Nonetheless, Winfrey might make an effective politician. While her 1997 arguments were shallower than a babbling brook, she compensated masterfully with fashionable emotional-grabbing rhetoric (video below).

But away from her show, especially in more recent years, Winfrey has occasionally shown her teeth. For example, in a 2013 BBC interview, she began “throwing the race card again,” as NewsBusters put it. Addressing perceived anti-black “racism,” as epitomized by negative attitudes toward Barack Obama (as if his policies didn’t warrant them), she passionately said that old “racists” would have to die for “racism” to end. Unsurprisingly, some interpreted her words as being directed only at older, allegedly bigoted whites (video below).

Also in 2013, Winfrey opined that same-sex couples may make the institution of marriage stronger.

In this vein, it’s also not a shock that Winfrey appears on board with the unscientific “transgender” agenda as well. Just consider a 2004 Oprah show in which the host featured children who wanted to live as the opposite sex. Calling her an “Agent of Moral Insanity,” Albert Mohler, president of Southern Seminary & Boyce College, pointed out that she applauded the “transgender” phenomenon, saying how great it is that the younger generation “is so much more open to accepting children as they are instead of trying to — forcing whatever your own idea was” (even if that happens to be sanity).

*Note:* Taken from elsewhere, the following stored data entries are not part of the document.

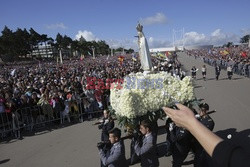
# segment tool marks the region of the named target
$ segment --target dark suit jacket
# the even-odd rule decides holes
[[[122,141],[113,144],[110,151],[108,151],[106,154],[102,149],[100,149],[99,154],[104,166],[128,167],[125,157],[124,143]]]
[[[135,153],[141,157],[142,167],[157,167],[159,166],[158,157],[156,156],[156,145],[152,133],[144,136],[142,146],[139,142],[135,143]]]
[[[108,132],[111,129],[113,129],[114,126],[115,126],[115,123],[113,120],[103,119],[103,123],[101,125],[99,125],[99,129],[102,129],[101,141],[108,141],[109,140],[109,133]]]

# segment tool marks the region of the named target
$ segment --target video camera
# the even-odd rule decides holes
[[[136,132],[136,133],[133,133],[133,136],[132,136],[135,140],[141,140],[143,135],[141,132]]]
[[[110,141],[101,141],[101,142],[97,143],[97,147],[99,149],[103,149],[104,147],[109,148],[109,147],[111,147],[111,143],[110,143]]]

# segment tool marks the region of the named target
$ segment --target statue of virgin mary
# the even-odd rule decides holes
[[[147,40],[142,32],[143,26],[138,23],[136,30],[138,32],[138,45],[139,45],[139,55],[141,60],[141,66],[143,71],[152,70],[151,56],[148,48]]]

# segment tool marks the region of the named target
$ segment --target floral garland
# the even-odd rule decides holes
[[[155,115],[163,106],[195,100],[191,77],[180,80],[167,72],[132,73],[122,85],[114,84],[110,102],[116,117],[133,122],[135,118]]]

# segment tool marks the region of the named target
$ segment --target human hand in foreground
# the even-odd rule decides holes
[[[189,129],[192,122],[195,120],[193,111],[179,103],[177,103],[176,106],[179,110],[175,110],[169,107],[163,107],[162,109],[177,126]]]
[[[176,104],[176,106],[179,110],[174,110],[168,107],[163,107],[162,109],[177,126],[189,130],[206,152],[212,157],[215,147],[223,140],[200,123],[195,118],[191,109],[182,104]]]

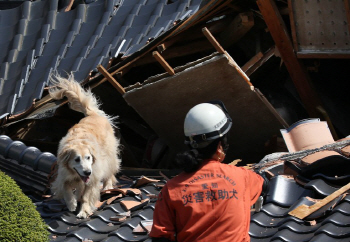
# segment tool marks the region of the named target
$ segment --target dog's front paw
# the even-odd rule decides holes
[[[77,218],[87,218],[87,217],[89,217],[90,214],[91,214],[91,212],[89,212],[89,211],[80,210],[80,212],[77,215]]]
[[[77,209],[77,201],[67,203],[67,208],[69,211],[74,212]]]

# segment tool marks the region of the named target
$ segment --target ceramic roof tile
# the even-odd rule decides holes
[[[119,203],[113,203],[111,205],[107,205],[105,206],[105,210],[110,209],[113,212],[115,212],[116,214],[120,214],[120,213],[124,213],[127,210]]]
[[[106,223],[105,221],[95,218],[90,221],[83,222],[79,225],[80,227],[88,227],[92,231],[97,233],[109,233],[119,228],[119,225]]]
[[[11,144],[13,145],[13,141],[8,137],[0,136],[0,155],[6,156]],[[20,147],[23,146],[21,143],[18,144]],[[26,147],[23,146],[18,150],[13,149],[12,152],[15,157],[18,157],[16,159],[20,159],[21,155],[18,155],[18,153],[22,154],[24,150],[26,150]],[[36,164],[38,156],[29,155],[27,159],[26,163],[33,165],[35,168],[34,164]],[[12,161],[10,163],[14,164],[11,170],[18,169],[15,166],[18,162]],[[314,163],[317,163],[317,161]],[[48,164],[45,164],[45,166],[49,167]],[[38,165],[38,167],[41,167],[41,165]],[[33,172],[35,173],[33,169],[28,170],[26,174],[32,174]],[[254,213],[251,217],[249,230],[251,241],[349,241],[350,195],[334,199],[305,220],[288,214],[289,211],[301,204],[308,206],[314,204],[317,201],[315,198],[322,199],[339,187],[324,181],[321,177],[311,179],[309,182],[303,183],[304,185],[299,185],[293,179],[279,175],[272,178],[269,199],[265,201],[261,211]],[[135,234],[133,229],[141,221],[153,218],[155,204],[152,199],[141,203],[140,206],[133,207],[131,217],[126,217],[125,220],[115,221],[111,218],[126,212],[122,203],[127,201],[137,203],[145,201],[150,194],[157,195],[164,185],[164,181],[137,177],[129,178],[127,183],[120,182],[120,184],[126,184],[129,187],[138,184],[137,189],[141,191],[141,194],[126,192],[124,193],[125,197],[117,198],[110,205],[101,207],[88,219],[77,219],[75,213],[65,211],[65,207],[57,201],[36,203],[36,205],[42,217],[48,222],[49,231],[53,236],[56,236],[57,240],[145,241],[148,239],[147,234]],[[317,193],[314,191],[317,191]],[[292,199],[285,197],[286,193]],[[110,194],[110,196],[113,195],[115,194]],[[311,198],[306,196],[311,196]],[[308,222],[310,220],[315,220],[316,224],[312,225]],[[53,241],[57,241],[56,239]]]
[[[265,227],[256,223],[250,223],[249,235],[254,238],[270,238],[278,232],[278,227]]]
[[[318,194],[326,197],[331,195],[333,192],[338,190],[335,187],[328,185],[325,181],[321,179],[315,179],[305,184],[304,186],[307,189],[314,189]]]
[[[334,238],[350,238],[350,227],[340,227],[333,223],[326,223],[315,232],[315,235],[321,233],[327,234]]]
[[[271,241],[280,240],[284,242],[297,242],[297,241],[309,241],[314,236],[313,233],[298,233],[289,229],[283,229],[278,231]]]
[[[319,178],[334,186],[343,186],[350,182],[350,175],[348,174],[344,174],[343,176],[327,176],[322,173],[316,173],[312,176],[312,179]]]
[[[91,3],[91,6],[89,4],[79,4],[71,11],[64,12],[58,11],[57,2],[58,0],[26,1],[23,6],[0,12],[0,31],[6,33],[0,34],[0,63],[2,63],[3,68],[7,66],[3,62],[6,62],[5,58],[8,56],[8,51],[13,51],[14,54],[16,51],[25,50],[26,53],[29,53],[33,49],[36,56],[35,61],[38,63],[37,68],[45,65],[45,68],[50,72],[57,68],[61,68],[62,71],[66,72],[74,71],[78,81],[81,82],[88,77],[91,71],[95,71],[98,64],[103,66],[108,64],[109,58],[117,52],[125,34],[127,35],[125,37],[126,42],[119,53],[131,55],[146,45],[149,38],[157,37],[166,31],[175,20],[183,16],[188,7],[194,13],[200,5],[200,1],[191,2],[187,0],[169,4],[165,0],[121,2],[99,0]],[[120,25],[118,28],[114,28],[114,30],[117,30],[116,32],[105,35],[104,31],[108,30],[109,26],[115,27],[114,24],[119,25],[120,23],[124,25],[124,28]],[[140,28],[137,28],[138,26]],[[148,35],[148,32],[150,32],[150,35]],[[77,34],[79,34],[78,38],[85,35],[84,38],[89,39],[89,42],[77,45],[78,38],[76,42],[74,41]],[[100,36],[103,37],[99,39]],[[88,49],[93,50],[95,44],[96,47],[112,44],[112,47],[104,53],[89,58]],[[71,45],[74,45],[75,53],[71,53],[71,50],[69,50],[66,55],[66,51]],[[13,47],[11,48],[11,46]],[[86,48],[86,46],[89,47]],[[85,50],[83,50],[84,48]],[[80,65],[77,63],[73,68],[74,70],[72,65],[64,65],[65,61],[68,61],[65,58],[73,56],[83,57]],[[42,58],[43,61],[41,61]],[[58,65],[57,60],[60,58],[62,64]],[[53,61],[54,59],[56,61]],[[14,63],[14,61],[15,59],[12,58],[11,62]],[[33,100],[41,98],[44,87],[48,84],[48,79],[45,78],[47,75],[44,77],[40,74],[42,73],[41,69],[35,71],[36,68],[32,62],[29,66],[29,70],[14,68],[18,70],[16,77],[25,77],[23,82],[24,93],[11,91],[9,94],[3,94],[0,99],[10,101],[2,102],[0,117],[23,113],[30,108]],[[14,75],[15,72],[6,73]],[[10,78],[10,76],[6,76],[4,81],[9,82]],[[28,78],[37,81],[27,82]]]
[[[329,215],[325,220],[323,220],[322,224],[332,223],[336,226],[350,226],[350,216],[345,215],[339,212],[334,212]]]
[[[310,242],[316,241],[347,242],[349,241],[349,238],[334,238],[327,234],[318,234],[310,240]]]
[[[60,220],[54,220],[50,222],[48,226],[49,231],[57,235],[67,235],[68,233],[73,232],[79,228],[78,226],[68,225]]]
[[[70,232],[66,235],[67,238],[75,237],[80,241],[92,240],[92,241],[101,241],[108,237],[107,233],[96,233],[87,227],[80,227],[79,229]]]
[[[350,203],[343,202],[333,209],[334,212],[340,212],[345,215],[350,215]]]
[[[131,229],[136,228],[136,226],[142,221],[143,219],[141,217],[133,217],[131,218],[129,221],[126,221],[125,223],[123,223],[122,225],[120,225],[120,227],[123,226],[128,226]]]
[[[153,209],[144,208],[141,212],[134,215],[133,217],[140,217],[142,220],[152,220],[153,219]]]
[[[313,191],[304,189],[294,179],[284,176],[273,177],[270,181],[270,188],[266,203],[273,202],[282,207],[289,207],[299,198],[313,194]]]
[[[296,223],[294,221],[289,221],[278,228],[278,230],[289,229],[294,233],[309,234],[315,232],[321,227],[321,224],[310,225],[310,223]]]
[[[110,233],[110,235],[116,235],[118,238],[124,241],[145,241],[148,235],[136,235],[130,227],[120,227],[120,229]]]
[[[250,241],[251,242],[270,242],[271,238],[254,238],[254,237],[251,237]]]
[[[102,210],[102,211],[97,211],[95,212],[91,218],[99,218],[101,219],[102,221],[104,221],[105,223],[119,223],[119,222],[116,222],[116,221],[113,221],[113,220],[110,220],[111,217],[114,217],[118,215],[116,212],[114,212],[113,210]]]

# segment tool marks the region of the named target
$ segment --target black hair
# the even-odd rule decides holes
[[[175,158],[176,165],[187,173],[198,170],[203,160],[209,159],[215,154],[220,141],[222,141],[222,147],[226,153],[228,144],[227,135],[224,135],[204,148],[191,149],[177,154]]]

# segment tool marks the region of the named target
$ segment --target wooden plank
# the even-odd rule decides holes
[[[222,46],[219,44],[219,42],[217,42],[217,40],[214,38],[214,36],[210,33],[210,31],[204,27],[202,29],[203,34],[205,35],[205,37],[207,37],[207,39],[209,40],[209,42],[214,46],[214,48],[216,49],[217,52],[219,52],[220,54],[224,54],[225,50],[224,48],[222,48]]]
[[[258,7],[278,48],[289,75],[310,117],[318,117],[319,99],[311,88],[306,68],[295,56],[288,30],[273,0],[257,0]]]
[[[164,43],[164,41],[166,41],[167,39],[172,38],[173,36],[183,32],[184,30],[186,30],[187,28],[189,28],[191,26],[194,26],[196,23],[198,23],[200,21],[204,21],[204,20],[208,20],[208,19],[212,18],[215,14],[217,14],[218,11],[223,9],[230,2],[231,2],[230,0],[220,0],[220,1],[219,0],[211,0],[208,4],[203,6],[194,15],[192,15],[186,21],[184,21],[182,24],[180,24],[180,26],[177,27],[173,32],[169,33],[164,38],[157,38],[157,42],[155,42],[154,46],[158,46],[158,45]],[[153,46],[153,44],[149,45],[149,46],[151,48]],[[134,57],[131,61],[125,63],[124,65],[111,67],[111,69],[112,69],[111,75],[114,75],[115,73],[124,70],[125,67],[133,65],[135,62],[137,62],[139,59],[141,59],[142,57],[144,57],[148,53],[149,52],[145,51],[144,53]],[[99,80],[98,82],[91,84],[90,87],[95,88],[95,87],[101,85],[102,83],[104,83],[105,81],[106,81],[106,78],[103,78],[102,80]]]
[[[117,89],[117,91],[124,95],[125,89],[122,87],[116,79],[113,78],[113,76],[102,66],[98,65],[97,70],[112,84],[112,86]]]
[[[244,71],[238,66],[238,64],[236,63],[236,61],[230,56],[229,53],[227,53],[225,51],[224,53],[226,55],[226,58],[228,59],[230,65],[232,67],[234,67],[237,71],[237,73],[242,77],[242,79],[250,86],[250,90],[254,91],[254,86],[253,84],[250,82],[249,77],[244,73]]]
[[[331,195],[325,197],[321,201],[316,202],[314,205],[312,205],[312,206],[307,206],[305,204],[300,205],[296,209],[290,211],[288,214],[292,215],[294,217],[297,217],[299,219],[304,219],[307,216],[309,216],[310,214],[312,214],[313,212],[317,211],[318,209],[322,208],[326,204],[330,203],[335,198],[339,197],[340,195],[342,195],[343,193],[345,193],[349,189],[350,189],[350,183],[348,183],[347,185],[341,187],[340,189],[338,189],[337,191],[333,192]]]
[[[288,4],[293,43],[297,51],[314,51],[317,54],[318,51],[333,53],[349,49],[348,0],[289,0]]]
[[[172,47],[173,45],[176,45],[176,44],[178,45],[179,43],[180,43],[180,45],[183,45],[182,43],[191,44],[192,42],[200,41],[201,39],[203,39],[202,29],[204,27],[207,27],[208,30],[210,31],[210,33],[212,33],[213,35],[219,34],[219,33],[223,32],[225,29],[227,29],[227,26],[230,24],[231,21],[232,21],[232,19],[230,17],[227,17],[227,18],[220,19],[220,20],[217,20],[214,22],[200,24],[198,26],[192,26],[190,28],[191,34],[188,34],[188,32],[182,32],[182,33],[166,40],[162,44],[158,45],[157,50],[160,53],[162,53],[163,51],[167,50],[168,48]],[[194,48],[194,50],[196,50],[197,52],[198,52],[198,49],[199,48]],[[182,55],[184,55],[184,54],[186,54],[186,53],[183,53]]]
[[[175,71],[171,66],[164,60],[164,58],[159,54],[158,51],[152,52],[153,57],[161,64],[161,66],[165,69],[166,72],[168,72],[169,75],[173,76],[175,75]]]
[[[244,66],[241,67],[242,71],[247,72],[247,70],[255,65],[263,56],[264,55],[261,52],[253,56],[247,63],[244,64]]]
[[[250,66],[246,71],[245,74],[247,74],[247,76],[250,76],[251,74],[253,74],[260,66],[262,66],[266,61],[268,61],[272,56],[275,55],[275,46],[271,47],[270,49],[268,49],[264,54],[263,57],[260,58],[256,63],[254,63],[254,65]],[[247,65],[247,64],[245,64]],[[242,68],[243,69],[243,68]]]

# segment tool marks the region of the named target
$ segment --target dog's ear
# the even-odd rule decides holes
[[[93,147],[89,147],[89,152],[91,154],[92,157],[92,163],[95,163],[96,161],[96,150]]]
[[[68,148],[68,147],[64,147],[58,154],[57,156],[57,162],[58,164],[64,164],[67,163],[71,157],[73,153],[73,150]]]

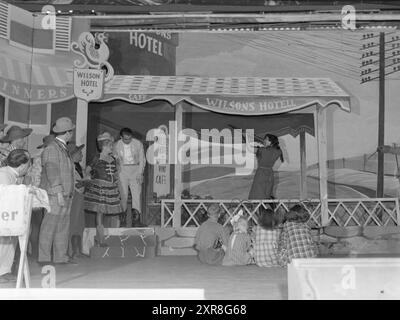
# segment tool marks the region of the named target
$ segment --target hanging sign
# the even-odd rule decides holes
[[[160,133],[157,135],[154,148],[154,175],[153,192],[157,197],[170,193],[170,165],[168,159],[168,128],[165,125],[159,127]]]
[[[74,69],[74,94],[87,102],[103,96],[104,70]]]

In a way, though, Winfrey is perfectly attuned to our post-reason, emotion-über-alles season. Emphasizing that “transgender” policies are based on feelings, not biology, Catholic League president William Donohue wrote of how Winfrey epitomized the viscera-over-virtue mentality:

“Follow your feelings. If it feels right, move forward. If it doesn’t feel right, don’t do it.” That’s what Oprah told 2008 graduates at Stanford. “And how do you know when you’re doing something right? How do you know that? It feels so. What I know is that feelings are really your GPS system for life.”  

Of course, Hitler’s feelings led him to conquer and kill. Jeffrey Dahmer’s feelings caused him to cannibalize his serial murder victims. Jerry Sandusky’s feelings drove him to molest young boys. This is all just too stupid, too easy to refute, and too tiresome. Global Positioning System for life? Any finely tuned guiding hand will know that one position the globalist Winfrey doesn’t belong in is the presidency.